Jonathan Goodman, "Marta Chilindron
at Cecilia de Torres"
In her first solo show following five years of collaboration with conceptual artist Eduardo Costa. Marta Chilindron offered three full-sized constructions and five variously scaled maquettes. A New York sculptor
of Uruguayan origin who trained at SUNY, Chilindron has worked for the past 16 years primarily with furniture forms. Most often her "groupings" include recognizable versions of chair, bed, table or bookcase, which she transforms into near abstractions by severely flattening or angling their shape so that they appear extremely foreshortened. Some of the works, like the show's ghostly gray wooden piece from 1985, wedge themselves into the juncture between wall and floor; others are freestanding. In either case, the artist's spatial manipulations result in a strikingly poetic, Minimalist version of these commonplace objects.
Chilindron is clearly interested in the volumetric relations between the components of each piece.

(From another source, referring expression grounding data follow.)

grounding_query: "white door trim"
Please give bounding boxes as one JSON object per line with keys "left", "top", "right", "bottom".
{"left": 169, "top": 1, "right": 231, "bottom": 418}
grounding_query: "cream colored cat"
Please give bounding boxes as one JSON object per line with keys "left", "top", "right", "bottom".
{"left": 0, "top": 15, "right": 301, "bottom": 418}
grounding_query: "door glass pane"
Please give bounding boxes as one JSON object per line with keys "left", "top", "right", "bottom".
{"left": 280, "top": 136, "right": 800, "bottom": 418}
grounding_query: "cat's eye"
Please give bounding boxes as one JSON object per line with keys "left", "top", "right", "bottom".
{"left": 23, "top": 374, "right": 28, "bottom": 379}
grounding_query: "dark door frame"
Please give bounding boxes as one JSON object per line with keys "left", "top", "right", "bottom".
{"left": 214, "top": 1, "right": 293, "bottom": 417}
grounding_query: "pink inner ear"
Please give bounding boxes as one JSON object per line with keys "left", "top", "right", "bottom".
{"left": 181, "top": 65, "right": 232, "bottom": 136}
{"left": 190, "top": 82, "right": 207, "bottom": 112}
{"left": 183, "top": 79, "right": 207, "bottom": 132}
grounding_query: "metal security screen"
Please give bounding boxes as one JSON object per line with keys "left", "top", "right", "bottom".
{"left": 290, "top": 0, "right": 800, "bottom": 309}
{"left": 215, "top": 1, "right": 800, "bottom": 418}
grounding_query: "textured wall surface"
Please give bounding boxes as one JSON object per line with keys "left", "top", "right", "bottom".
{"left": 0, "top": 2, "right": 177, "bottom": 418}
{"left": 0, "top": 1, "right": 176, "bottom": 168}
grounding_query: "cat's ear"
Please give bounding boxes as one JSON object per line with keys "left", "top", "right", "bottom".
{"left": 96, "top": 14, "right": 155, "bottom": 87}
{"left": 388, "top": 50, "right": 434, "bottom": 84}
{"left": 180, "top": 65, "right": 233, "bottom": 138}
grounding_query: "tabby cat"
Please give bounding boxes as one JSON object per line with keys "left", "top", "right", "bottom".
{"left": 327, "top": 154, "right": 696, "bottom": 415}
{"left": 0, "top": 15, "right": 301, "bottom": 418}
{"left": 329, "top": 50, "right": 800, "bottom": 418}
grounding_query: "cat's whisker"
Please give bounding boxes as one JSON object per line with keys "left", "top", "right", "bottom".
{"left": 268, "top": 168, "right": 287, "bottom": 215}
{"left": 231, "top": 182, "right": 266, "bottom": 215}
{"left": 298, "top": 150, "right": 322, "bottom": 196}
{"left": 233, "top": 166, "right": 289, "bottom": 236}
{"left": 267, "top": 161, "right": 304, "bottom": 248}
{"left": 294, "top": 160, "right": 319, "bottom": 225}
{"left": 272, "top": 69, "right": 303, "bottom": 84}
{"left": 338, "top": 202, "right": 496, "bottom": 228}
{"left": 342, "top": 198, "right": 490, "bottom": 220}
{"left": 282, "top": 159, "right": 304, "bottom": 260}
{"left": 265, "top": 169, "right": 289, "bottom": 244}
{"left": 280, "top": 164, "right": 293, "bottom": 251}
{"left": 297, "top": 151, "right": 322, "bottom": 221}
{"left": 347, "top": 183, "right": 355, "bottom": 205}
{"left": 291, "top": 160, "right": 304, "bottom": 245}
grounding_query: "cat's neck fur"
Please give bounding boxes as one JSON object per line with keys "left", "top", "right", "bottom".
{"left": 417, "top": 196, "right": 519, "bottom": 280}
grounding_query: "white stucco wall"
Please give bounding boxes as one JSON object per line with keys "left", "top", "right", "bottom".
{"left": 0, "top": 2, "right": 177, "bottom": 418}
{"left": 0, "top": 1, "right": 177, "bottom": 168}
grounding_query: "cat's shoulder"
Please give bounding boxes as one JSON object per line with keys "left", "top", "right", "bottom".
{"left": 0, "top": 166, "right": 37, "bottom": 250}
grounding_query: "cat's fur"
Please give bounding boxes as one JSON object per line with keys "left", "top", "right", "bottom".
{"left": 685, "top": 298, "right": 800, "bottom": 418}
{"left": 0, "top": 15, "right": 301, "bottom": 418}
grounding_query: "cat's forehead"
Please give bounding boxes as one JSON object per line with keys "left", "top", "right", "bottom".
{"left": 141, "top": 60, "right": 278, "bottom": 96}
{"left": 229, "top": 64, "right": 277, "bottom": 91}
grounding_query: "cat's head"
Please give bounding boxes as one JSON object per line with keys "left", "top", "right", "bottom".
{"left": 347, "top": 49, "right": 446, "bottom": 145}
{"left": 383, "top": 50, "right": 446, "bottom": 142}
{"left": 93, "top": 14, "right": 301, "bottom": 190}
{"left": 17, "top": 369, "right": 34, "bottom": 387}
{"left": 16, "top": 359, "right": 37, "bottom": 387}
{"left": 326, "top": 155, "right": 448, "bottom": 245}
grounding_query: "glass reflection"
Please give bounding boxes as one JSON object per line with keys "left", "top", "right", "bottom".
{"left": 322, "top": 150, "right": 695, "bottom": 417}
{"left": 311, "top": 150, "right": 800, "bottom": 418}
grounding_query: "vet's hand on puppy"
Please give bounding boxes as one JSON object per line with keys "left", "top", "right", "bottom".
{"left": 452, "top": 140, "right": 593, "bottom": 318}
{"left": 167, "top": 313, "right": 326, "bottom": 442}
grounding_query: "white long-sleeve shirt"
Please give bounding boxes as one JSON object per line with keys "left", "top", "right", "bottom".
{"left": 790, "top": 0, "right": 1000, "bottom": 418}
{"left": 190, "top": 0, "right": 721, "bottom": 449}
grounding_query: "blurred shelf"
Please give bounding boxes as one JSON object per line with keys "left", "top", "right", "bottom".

No. 101 (1997), for example, is quite large-112 inches high by 132 inches wide-but compressed into a depth of only 15 inches. The various elements of the work-skewed renditions of an armoire, a bed and a bookcase-intensify the viewer's feeling that the contents of an entire room have been almost completely squashed into two dimensions. No. 102 (1997), an 81-by-70-by-13-inch maquette made of foamcore, also speculates on the proportional relations of different shapes: a "chair" against a "table" against two flat rectangles (representing a cupboard and a painting). Their uniform white color tends to idealize the Basic geometric forms.
No. 103 (1997), the most abstracted sculpture in the show, is composed of three triangular blocks placed in a line on the floor. These elements present a series of slight variations: one end section (derived from a lying-down wall shelf) is solid, the middle unit (from an upright armchair) incorporates an overhanging rectangular "headrest" form, and the third part (from a recumbent desk) is open in its center. Made of a concretelike synthetic material covering a wooden frame, the piece feels monumental despite its moderate size-the tallest element is bit more than 3 feet high.
Chilindron's skillful handling of geometries works no matter what the scale. Even the smallest models for earlier sculptures (two were wall-hung here, two on pedestals) look as though their translation into larger dimensions would be compelling. Several of the 10-inch-high maquettes seem to explode outward from a single horizontal axis, thus appearing massive despite their tabletop size.
The show's title, "Dimensions," suggested the artist's strong focus on the reciprocity between perspectival renderings and sculpture. The viewer is constantly reminded (by odd vantage points and abrupt juxtapositions) that the act of seeing is equally retinal and conceptual. One detects here an affinity both to the object-shadow drawings of Brazil's Regina Silveira and, more distantly, to the mid-century constructivism of Joaquín Torres-Garciá and his followers (this gallery's usual fare). For Chilindron, it seems, the mathematical dialogue of forms constitutes a powerful bridge between the domestic and the metaphysical.